The Fondazione Prada presents the exhibition “Art or Sound”, curated by Germano Celant, at its Venetian venue of Ca’ Corner della Regina, from June 7 to November 3, 2014.
Conceived as an investigation of the past and our present, the purpose of “Art or Sound” is to analyze the development of a productive and complex dialogue, the relationship between art and sound, iconic aspects of the musical instrument, the role of the artist-musician, and the areas in which the visual arts and music have come together and blurred.

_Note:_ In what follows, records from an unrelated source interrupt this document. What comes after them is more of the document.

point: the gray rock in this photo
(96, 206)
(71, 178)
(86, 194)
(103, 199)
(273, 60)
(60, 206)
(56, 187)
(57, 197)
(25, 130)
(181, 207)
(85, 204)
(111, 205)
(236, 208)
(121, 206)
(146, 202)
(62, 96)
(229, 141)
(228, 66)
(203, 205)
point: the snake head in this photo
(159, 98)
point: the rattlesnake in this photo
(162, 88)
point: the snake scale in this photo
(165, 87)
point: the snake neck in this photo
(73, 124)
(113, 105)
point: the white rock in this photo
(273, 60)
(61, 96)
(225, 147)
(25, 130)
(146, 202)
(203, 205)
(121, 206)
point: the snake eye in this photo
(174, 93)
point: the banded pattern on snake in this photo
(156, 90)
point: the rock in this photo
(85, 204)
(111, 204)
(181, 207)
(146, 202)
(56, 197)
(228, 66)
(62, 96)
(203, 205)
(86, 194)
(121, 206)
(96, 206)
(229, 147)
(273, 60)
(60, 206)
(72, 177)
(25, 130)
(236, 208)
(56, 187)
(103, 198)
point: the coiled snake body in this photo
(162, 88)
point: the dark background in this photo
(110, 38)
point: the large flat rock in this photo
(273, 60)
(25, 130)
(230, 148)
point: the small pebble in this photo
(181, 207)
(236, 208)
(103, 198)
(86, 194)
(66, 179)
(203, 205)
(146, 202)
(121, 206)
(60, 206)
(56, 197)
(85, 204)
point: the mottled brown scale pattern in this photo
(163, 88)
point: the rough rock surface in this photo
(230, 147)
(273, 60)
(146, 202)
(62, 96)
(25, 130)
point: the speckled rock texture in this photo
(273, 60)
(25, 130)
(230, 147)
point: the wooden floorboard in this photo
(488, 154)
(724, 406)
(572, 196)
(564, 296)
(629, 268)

The exhibition aims to emphasize the symmetrical and ambivalent link that exists between works of art and sound object: it offers a reinterpretation of the musical instrument and the way it can become a sculptural-visual entity and back again, in a continual reciprocal relationship of encroachment and inversion, a phenomenon seen since the 17th century. It analyzes the overlap between the production of art and sound, music and the visual arts, with the aim of highlighting the constant exchange between them, though eschewing unnecessary categorization.Organized on a historical basis, “Art or Sound” starts off with musical instruments made from unusual and precious materials by Michele Antonio Grandi and Giovanni Battista Casarini in the 17th century, along with musical automata—complex artworks that combine the production of sounds with aesthetic values—created, for instance, by the Swiss watchmaker Pierre Jaquet-Droz in the 18th century. It continues with 19th-century examples of automated musical instruments and mechanical devices capable of giving visual expression to music through light and color. Research in the field of the synesthesia is presented as well, with experiments carried out by the historical avant-gardes, such as the celebrated Intonarumori (1913) created by Futurist artist Luigi Russolo, and some of Giacomo Balla’s objects.

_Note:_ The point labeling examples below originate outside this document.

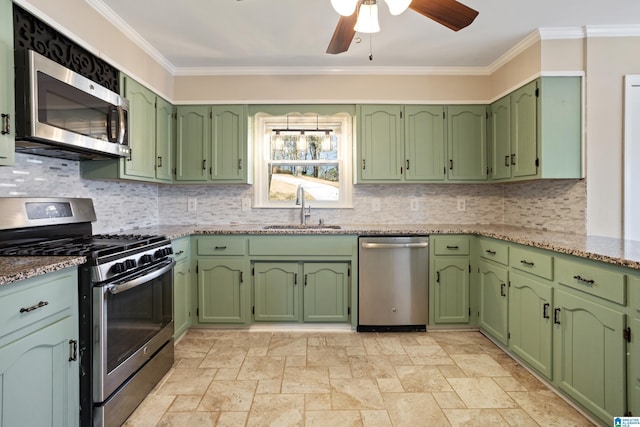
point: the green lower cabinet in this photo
(493, 305)
(530, 332)
(326, 292)
(276, 291)
(222, 291)
(451, 290)
(39, 385)
(590, 354)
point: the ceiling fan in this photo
(449, 13)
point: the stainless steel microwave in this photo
(60, 113)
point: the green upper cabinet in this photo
(7, 105)
(380, 148)
(211, 144)
(424, 143)
(151, 139)
(536, 131)
(466, 143)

Also exhibited are instruments and works by composers like Alvin Lucier and John Cage, works by artists of the Sixties, such as the sound boxes of Robert Morris and Nam June Paik, kinetic sculptures made by artists like Takis and Stephan von Huene, and sound installations like Robert Rauschenberg’s Oracle (1962-’65) and Laurie Anderson’s Handphone Table (1978).

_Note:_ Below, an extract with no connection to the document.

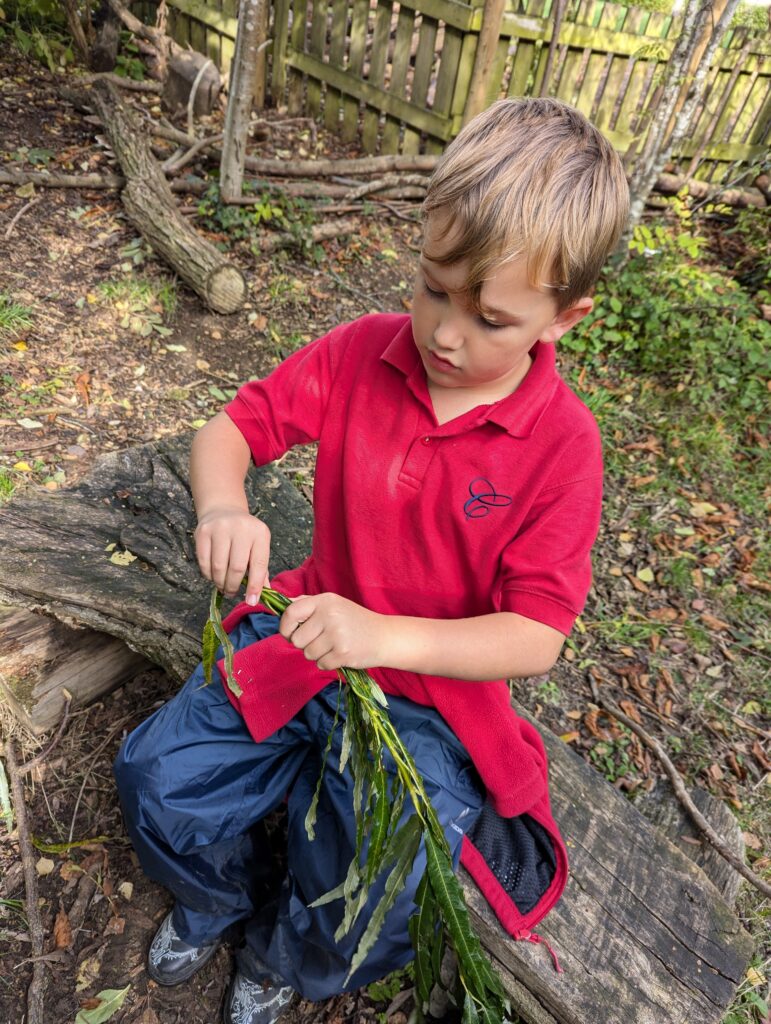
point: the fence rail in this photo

There are also examples of the iconic and formal appropriation of the musical instrument, such as the pianos created by Arman, Richard Artschwager and Joseph Beuys, and hybrid instruments like the guitars and the violins of Ken Butler and the banjos of William T. Wiley, which are genuine sculptures that can be played.
This exploration of the ambiguous overlap between art and sound goes on to cover the more recent research of artists like Christian Marclay, Janet Cardiff, Martin Creed and Doug Aitken, and the production of a newer generation, represented by Anri Sala, Athanasios Argianas, Haroon Mirza, Ruth Ewan and Maywa Denki, among others.